By Paul Nicholson
August 23 – Football Australia chief executive James Johnson, speaking at the conclusion of the Women’s World Cup co-hosted with neighbours New Zealand, said that the event over the past month has “demonstrated a concrete, real, legacy for the women’s game in Australia, New Zealand and around the world. The women’s game has changed.”
The 2023 World Cup looks like being the watershed moment for the Women’s game where it turned from being just another FIFA event into a commercial pillar for the world governing body.
FIFA has said that it has made $570 million from the 2023 finals, enough to breakeven.
Johnson (pictured) made the point that it wasn’t just about the money but was also about the perception of the women’s game and the change in sporting culture that it has brought, using his own country as an example.
“We are proud of the Matildas and proud of the impact this World Cup has had on changing the game,” said Johnson.
“Matildas mania has been bandied around and I think it is here to stay…It is not just around the football community but the Matlidas have brought the nation together,” he continued.
“Boys walking around with Matlidas shirts with the names of Sam Kerr and Caitlin Foord on their backs. The game was already booming over here but this has taken it to new heights.”
The impact of the tournament for both the women’s game and the host countries has an impressive underlying set of numbers.
“World Cup has seen a 33% growth in audience from 2019. The TV audience worldwide will hit the 2 billion mark. We have sold nearly 2 million tickets. On every objective measurement we have broken records,” said Johnson.
When planning the tournament the Australians put emphasis on building legacy for the game in the country.

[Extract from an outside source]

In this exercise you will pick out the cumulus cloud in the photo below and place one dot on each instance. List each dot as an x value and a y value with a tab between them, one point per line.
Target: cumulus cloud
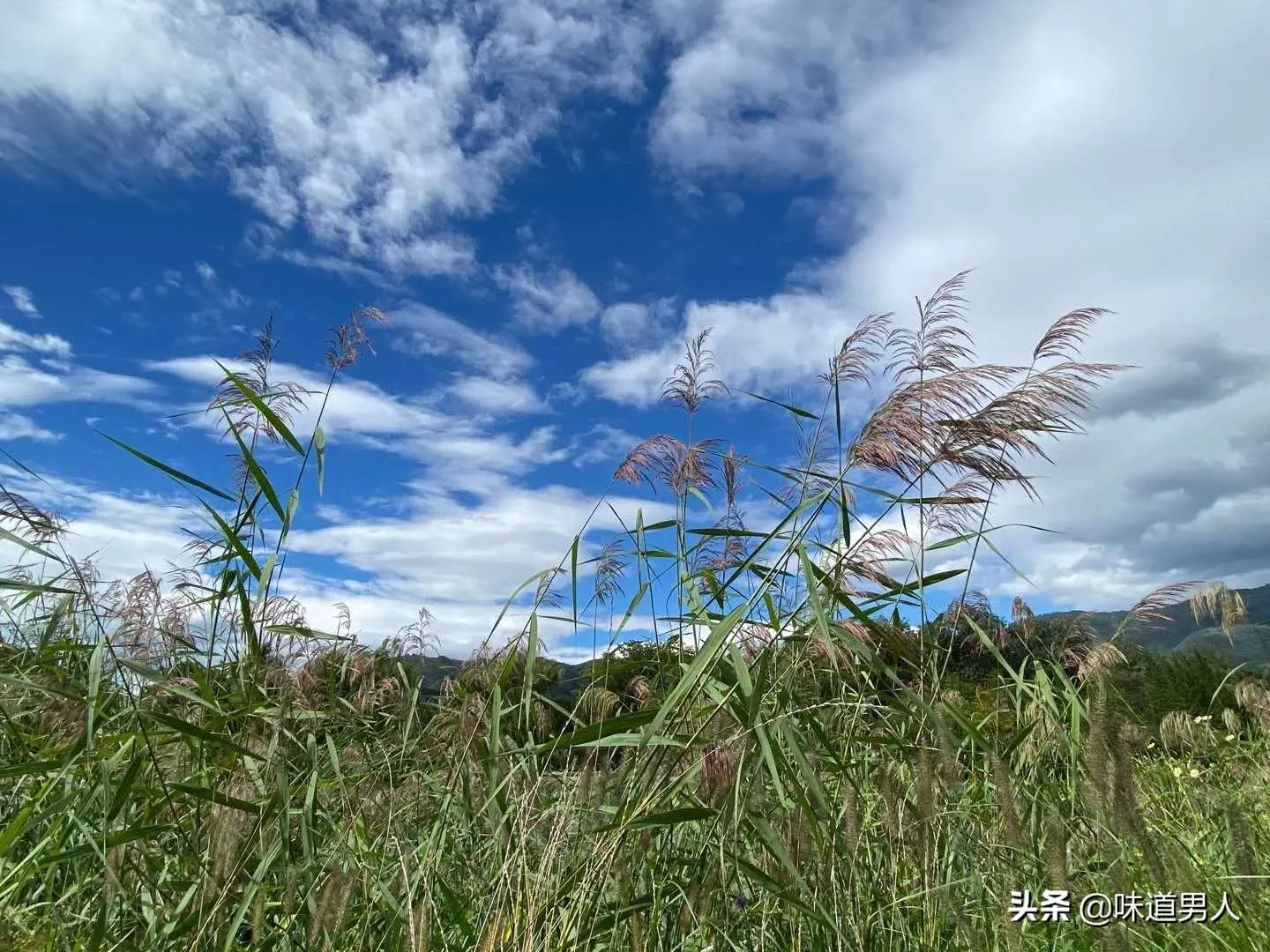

“We have A$365 million in legacy funding which will be used to improve community infrastructure and create participation opportunities,” said Johnson. “It will also provide increased value for the Australian broadcast cycle.” The federation is about to start negotiation with domestic broadcasters for its national teams.
Australian ambition doesn’t stop there and having had a big taste of hosting football on the global stage the Aussies want more.

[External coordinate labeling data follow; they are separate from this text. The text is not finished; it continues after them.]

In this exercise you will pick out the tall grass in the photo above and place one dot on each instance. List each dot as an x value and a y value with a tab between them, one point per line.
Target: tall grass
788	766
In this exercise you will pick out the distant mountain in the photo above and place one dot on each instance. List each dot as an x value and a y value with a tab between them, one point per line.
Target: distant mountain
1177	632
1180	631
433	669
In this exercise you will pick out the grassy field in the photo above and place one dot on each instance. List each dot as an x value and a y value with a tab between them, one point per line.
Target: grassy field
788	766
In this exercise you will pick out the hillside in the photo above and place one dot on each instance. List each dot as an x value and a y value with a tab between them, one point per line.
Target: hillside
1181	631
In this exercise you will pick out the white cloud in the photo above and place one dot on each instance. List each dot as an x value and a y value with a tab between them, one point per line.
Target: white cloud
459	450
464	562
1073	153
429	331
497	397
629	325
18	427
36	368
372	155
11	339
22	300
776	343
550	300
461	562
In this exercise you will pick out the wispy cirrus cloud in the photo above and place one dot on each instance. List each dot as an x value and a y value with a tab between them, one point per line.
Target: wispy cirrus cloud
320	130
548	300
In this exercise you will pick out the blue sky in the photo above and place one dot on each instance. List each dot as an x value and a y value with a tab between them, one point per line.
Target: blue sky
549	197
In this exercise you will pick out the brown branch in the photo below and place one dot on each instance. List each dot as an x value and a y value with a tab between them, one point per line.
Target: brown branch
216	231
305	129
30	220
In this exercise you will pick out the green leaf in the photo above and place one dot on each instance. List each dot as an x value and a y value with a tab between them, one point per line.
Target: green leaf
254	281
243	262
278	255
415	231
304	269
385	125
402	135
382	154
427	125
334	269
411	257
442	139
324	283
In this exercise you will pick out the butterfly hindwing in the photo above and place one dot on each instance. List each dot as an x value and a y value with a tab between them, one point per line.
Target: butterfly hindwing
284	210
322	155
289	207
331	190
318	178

“We have ambition to host more events in the future. We are bidding for the Women’s Asian Cup in 2026 which is our immediate focus, and exploring and looking at a potential bid for the 2029 Club World Cup and 2034 Men’s World Cup,” said Johnson.
“Bidding off the back of best ever Women’s World Cup, we believe we can deliver the best ever Women’s Asian Cup and think people will come out and support it.”

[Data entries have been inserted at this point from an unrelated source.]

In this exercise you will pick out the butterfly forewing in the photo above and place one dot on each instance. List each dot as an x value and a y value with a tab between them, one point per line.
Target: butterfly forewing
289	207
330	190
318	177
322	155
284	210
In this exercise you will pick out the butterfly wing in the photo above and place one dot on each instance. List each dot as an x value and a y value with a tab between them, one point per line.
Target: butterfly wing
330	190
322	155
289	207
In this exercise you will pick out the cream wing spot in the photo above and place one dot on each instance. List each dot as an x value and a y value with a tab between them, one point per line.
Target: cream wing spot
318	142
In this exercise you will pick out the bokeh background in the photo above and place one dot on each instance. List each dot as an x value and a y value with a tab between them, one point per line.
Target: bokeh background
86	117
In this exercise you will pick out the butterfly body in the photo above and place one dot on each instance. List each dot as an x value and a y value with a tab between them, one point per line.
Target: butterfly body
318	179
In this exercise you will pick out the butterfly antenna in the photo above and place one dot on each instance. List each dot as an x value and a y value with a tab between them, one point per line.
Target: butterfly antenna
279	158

Australia famously bid for the 2022 World Cup and failed spectacularly. Post that bid Australian media criticised government and the football association mercilessly. How much appetite is there from government to bid again for the greatest show on earth?
“In 2010 we only received one vote but for Women’s World Cup 2023 we received 65% of the vote in what was a transparent process. Any new bid (for the men’s World Cup) is under a system with different regulations, a different administration and after the experience of the WWC2023 there is more confidence about going again,” said Johnson.
Sarah Walsh, Football Australia’s Head of Women’s Football and Legacy, emphasised that not only has the Women’s World Cup exceeded all expectations but “it has
reshaped the sporting industry in Australia and reshaped the way sport is consumed by Australians.”
“Legacy has been a big part of our business strategy and the Matildas have been at the heart of it both with performance on the pitch and with a strategy off the pitch. Going into the World Cup we played every top 10 nation in the world – we have never done anything like that before,” said Walsh.
“A lot of the strategy focuses on community facilities. 42% of our community facilities are not seen as suitable for women and girls. We need to improve infrastructure to keep developing our young talent… we have shaken things up from when we started this 10 years ago.”
Commercially the next step for the Australians is the negotiation of a bigger and better TV deal. Within the domestic broadcast football has some heavyweight competitors in the form of the NRL (Rugby League) and the AFL (Aussie Rules football). Johnson and Walsh both make the point that following the World Cup the landscape and perception has changed.
“Competing for broadcast rights fees with NRL and AFL is very different. NRL and AFL have matches every week. What we are coming to market with is less content but we have the two top sporting brands in the country. National teams against local teams,” said Johnson.
It is a big point and one that is unlikely to be lost on broadcasters. The Matildas and the Socceroos are the two strongest sporting teams in the Australian market where traditionally TV money has been spent on domestic leagues that communicate for the most part to local audiences.
The men’s and women’s national football teams are delivering a unified Australian market under a common support.
“We want to reach as many Australians as possible. The match against the Lionesses had an 11 million reach and an average audience of 7 million. This is not just the biggest audience for a sports event but the biggest audience for any programme ever seen in Australia,” said Johnson.
While the sport is now delivering audiences nationally, it has for some time been putting players on pitches.
“In terms of participation we have historically been the biggest participant club sport in the country and we are still growing. The biggest growth corridor is in the women’s and girls space. We have 26% of the market and think we can grow that,” said Johnson.
“We are expecting a 20% increase in women’s participation following the world cup… We want to get to the point where we have as many girls playing as boys which means an additional 400,000 girl participants across the sport.”
“Sport in Australia looks different now than it did before the Women’s World Cup,” said Walsh.